Anaverde Elementary is our "community" school. Of the three schools our children attend, Anaverde Hills Elementary, Hillview Middle School, and Highland High School, Anaverde Hills Elementary is the only one that is zoned for ONLY Anaverde residents. Our students are currently sharing a campus with Cottonwood Elementary.
The Anaverde Hills Elementary school is planned to be a 10-acre site, adjacent to the five-acre park at the corner of Greenbriar and Parkwood. The school will be located on the other side of the open field, where Greenbriar ends, in the currently undeveloped area.
Currently, the school is to be built by the school district. The developer owns the land and per the March 2010 Settlement Agreement the developer must make a 10 acre site available, at current market value, for the school district to purchase for the purpose of building the school.
The planned site and the building plans have both been approved by the state. The district has construction funds available through the Measure WS school construction bond measure that was passed two years ago, as well as approximately $7M for construction in an escrow account turned over by the developer during their bankruptcy.
The school district received an appraisal on the planned school site that valued the land at around $340,000. At the peak of the market in 2006 that same land was valued around $3.3M. Legally, the developer has the right to challenge the appraisal, which they have done. So the school district must arrange a second appraisal (which the district must pay for). If the second appraisal is similar to the first, then that value stands as fair market value.
If the second appraisal is much different than the first, the developer has the right to request a third appraisal, which presumably will be closer to one of the first two than the other. The two that are similar would then establish fair market value.
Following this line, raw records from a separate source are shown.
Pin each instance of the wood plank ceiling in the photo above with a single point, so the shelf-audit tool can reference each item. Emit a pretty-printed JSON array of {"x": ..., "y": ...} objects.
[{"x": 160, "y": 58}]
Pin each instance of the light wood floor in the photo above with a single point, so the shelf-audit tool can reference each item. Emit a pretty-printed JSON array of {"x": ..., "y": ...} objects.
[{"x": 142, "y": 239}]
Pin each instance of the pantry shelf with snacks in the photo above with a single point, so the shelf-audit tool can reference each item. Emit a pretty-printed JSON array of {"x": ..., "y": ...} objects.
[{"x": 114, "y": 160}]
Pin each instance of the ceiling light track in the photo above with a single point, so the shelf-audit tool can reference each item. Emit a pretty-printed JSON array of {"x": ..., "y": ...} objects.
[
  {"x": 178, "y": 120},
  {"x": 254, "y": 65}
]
If the developer still does not accept the appraisals, the school district can take the land under eminent domain based on the three appraisals.
The state approvals on the land expire the end of 2011, and it is a very lengthy, costly process to obtain new approvals. The school district hopes to start development on the school before the approvals expire.
In other developments, the district must also obtain new approvals from the city because the school will have to be located 10 feet further north than where Greenbriar currently ends, due to bedrock issues. So Greenbriar will have to be moved or widened by 10 feet to accomodate the northern movement of the school site. The city is aware and is in support of these approvals and the new plans that will have to be submitted.